These are all cBioPortal databases and their locations:
Website | Database | Location |
---|---|---|
cbioportal.mskcc.org | cgds_gdac | pipelines |
cbioportal.org | cgds_public | AWS |
genie.cbioportal.org | cgds_genie | AWS |
triage.cbioportal.org | cgds_triage | pipelines |
To obtain information such as usernames, passwords, hostnames - ask Avery, Angelica, Rob, Manda, and Ino.
Importers (code found here) and data fetchers (code found here) use code from the cBioPortal codebase. The cbioportal dependency is packaged with the genome-nexus-annotation-pipeline and specified in the pipelines importer pom.

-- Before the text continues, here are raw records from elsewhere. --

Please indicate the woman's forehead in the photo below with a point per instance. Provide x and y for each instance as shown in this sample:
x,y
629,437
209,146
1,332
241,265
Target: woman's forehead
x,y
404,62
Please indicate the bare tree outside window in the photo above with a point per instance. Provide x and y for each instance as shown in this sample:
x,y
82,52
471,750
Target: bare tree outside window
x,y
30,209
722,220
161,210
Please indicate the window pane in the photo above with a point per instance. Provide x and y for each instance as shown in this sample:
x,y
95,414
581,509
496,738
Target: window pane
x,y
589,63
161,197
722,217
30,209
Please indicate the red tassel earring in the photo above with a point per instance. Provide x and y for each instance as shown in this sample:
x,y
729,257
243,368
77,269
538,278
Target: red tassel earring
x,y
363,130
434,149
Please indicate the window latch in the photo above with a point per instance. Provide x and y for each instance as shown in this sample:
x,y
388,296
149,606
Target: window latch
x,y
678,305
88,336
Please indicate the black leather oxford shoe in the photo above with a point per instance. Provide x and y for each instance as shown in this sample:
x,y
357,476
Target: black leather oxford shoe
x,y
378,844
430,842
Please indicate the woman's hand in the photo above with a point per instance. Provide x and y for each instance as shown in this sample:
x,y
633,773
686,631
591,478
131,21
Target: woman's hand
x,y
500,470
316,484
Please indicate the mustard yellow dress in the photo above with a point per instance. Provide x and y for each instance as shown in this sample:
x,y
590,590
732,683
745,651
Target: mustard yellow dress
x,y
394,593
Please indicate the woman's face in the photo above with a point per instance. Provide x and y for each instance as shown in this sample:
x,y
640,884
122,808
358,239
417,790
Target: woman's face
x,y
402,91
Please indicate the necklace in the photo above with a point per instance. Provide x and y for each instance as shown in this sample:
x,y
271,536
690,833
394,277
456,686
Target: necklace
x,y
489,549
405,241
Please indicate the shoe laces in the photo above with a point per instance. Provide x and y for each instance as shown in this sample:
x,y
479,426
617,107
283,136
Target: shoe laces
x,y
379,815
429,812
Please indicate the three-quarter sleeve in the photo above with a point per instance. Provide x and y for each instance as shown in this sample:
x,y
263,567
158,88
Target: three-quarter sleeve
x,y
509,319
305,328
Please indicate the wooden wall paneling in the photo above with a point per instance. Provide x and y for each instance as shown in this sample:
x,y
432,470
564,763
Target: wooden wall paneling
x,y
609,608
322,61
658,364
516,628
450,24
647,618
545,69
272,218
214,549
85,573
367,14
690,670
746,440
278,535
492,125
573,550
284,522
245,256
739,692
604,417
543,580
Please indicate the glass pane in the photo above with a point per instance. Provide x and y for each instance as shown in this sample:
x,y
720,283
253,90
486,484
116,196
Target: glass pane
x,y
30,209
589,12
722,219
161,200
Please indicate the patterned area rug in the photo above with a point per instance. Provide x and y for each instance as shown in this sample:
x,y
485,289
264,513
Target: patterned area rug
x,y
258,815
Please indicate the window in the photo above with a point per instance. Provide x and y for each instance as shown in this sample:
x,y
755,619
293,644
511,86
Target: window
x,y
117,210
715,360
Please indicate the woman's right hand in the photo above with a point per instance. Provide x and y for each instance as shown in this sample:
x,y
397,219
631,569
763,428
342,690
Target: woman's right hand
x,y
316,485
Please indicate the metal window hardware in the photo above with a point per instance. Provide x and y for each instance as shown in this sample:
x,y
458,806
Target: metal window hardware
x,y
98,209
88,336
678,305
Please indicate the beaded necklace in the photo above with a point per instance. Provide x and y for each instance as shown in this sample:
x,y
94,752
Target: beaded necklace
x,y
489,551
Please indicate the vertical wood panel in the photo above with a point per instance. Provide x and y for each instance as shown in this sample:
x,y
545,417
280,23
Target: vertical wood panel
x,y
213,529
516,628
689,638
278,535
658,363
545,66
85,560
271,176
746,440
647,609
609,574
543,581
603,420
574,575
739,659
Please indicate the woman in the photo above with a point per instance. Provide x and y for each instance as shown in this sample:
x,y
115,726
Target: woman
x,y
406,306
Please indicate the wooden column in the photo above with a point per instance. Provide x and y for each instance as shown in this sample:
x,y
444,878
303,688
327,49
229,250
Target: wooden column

The following steps are used during releases/updates to build new importers with the most-up-to-date cBioPortal and genome-nexus-annotation-pipeline code. All steps should be performed on the pipelines machine.
-
Set the jitpack hash here in the genome-nexus-annotation-pipeline codebase to the most recent cbioportal/cbioportal commit hash in master.
-
Merge this change into genome-nexus-annotation-pipeline/master.
-
Set the commit hash here in the pipelines codebase to the most most recent genome-nexus/genome-nexus-annotation-pipeline commit hash (after merge specfied in step 2). Also ensure the db version in the pom here matches the db schema version in the cbioportal codebase.
-
Merge this change into pipelines/master.
-
Set the commit hash here in the cmo-pipelines codebase to the most recent genome-nexus/genome-nexus-annotation-pipeline commit hash (after merge specified in step 2)
-
Merge this change into cmo-pipelines/master
-
Run the deployment wrapper script. See details here.
-
Verify new importers/data fetchers have been placed in
/data/portal-cron/lib
by checking timestamps.
ls -tlra /data/portal-cron/lib
The wrapper script is found on pipelines here:
/data/portal-cron/git-repos/pipelines-configuration/build-importer-jars/buildproductionjars.sh
.
Run git pull
to pull in any updates to the build script.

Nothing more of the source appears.